Water has shaped the vocabulary of finance, and liquid is the proof. The word comes from Latin liquidus, meaning 'fluid, flowing, moist', from liquēre — 'to be liquid'. The Latin root traces to PIE *wleykʷ- ('to flow').
In its original Latin sense, liquidus meant not just 'wet' but 'clear'. A liquid account was a settled one — the debts had flowed away, leaving clarity. This meaning persisted into medieval law and commerce. To liquidate a debt was to dissolve it, to make it flow into nothing.
The physical sense arrived in English in the 14th century. The financial sense — liquid assets, liquid capital — crystallised in the 19th century, treating money as something that should flow freely, without friction or obstruction. Illiquid assets are frozen, stuck, unable to move.
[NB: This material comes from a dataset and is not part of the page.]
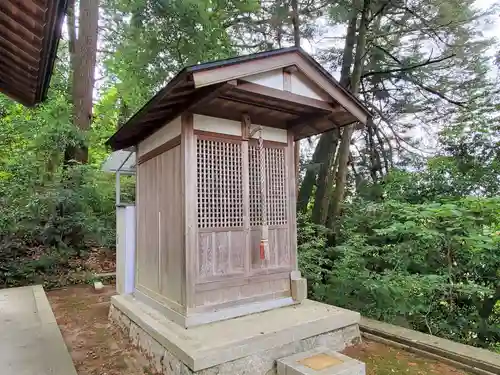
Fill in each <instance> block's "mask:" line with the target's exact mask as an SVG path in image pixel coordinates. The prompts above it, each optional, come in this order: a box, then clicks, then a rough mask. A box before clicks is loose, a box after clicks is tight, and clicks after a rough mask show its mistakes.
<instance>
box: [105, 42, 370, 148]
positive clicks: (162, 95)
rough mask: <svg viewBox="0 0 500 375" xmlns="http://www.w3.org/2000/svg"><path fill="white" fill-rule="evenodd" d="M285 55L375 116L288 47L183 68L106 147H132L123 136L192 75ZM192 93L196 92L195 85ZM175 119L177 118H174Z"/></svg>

Liquor is the most direct relative: Latin liquor simply meant 'fluid, liquid'. The restriction to alcoholic drink happened in English. Liqueur, borrowed separately from French, carries a sweeter connotation.
The darkest descendant is liquidate in its killing sense. This entered English from Soviet Russian in the 1920s, where likvidirovat' was official bureaucratic language for execution — making a person disappear as cleanly as a settled debt. The euphemism was chilling precisely because it borrowed the vocabulary of accounting: eliminating a life was just closing a ledger.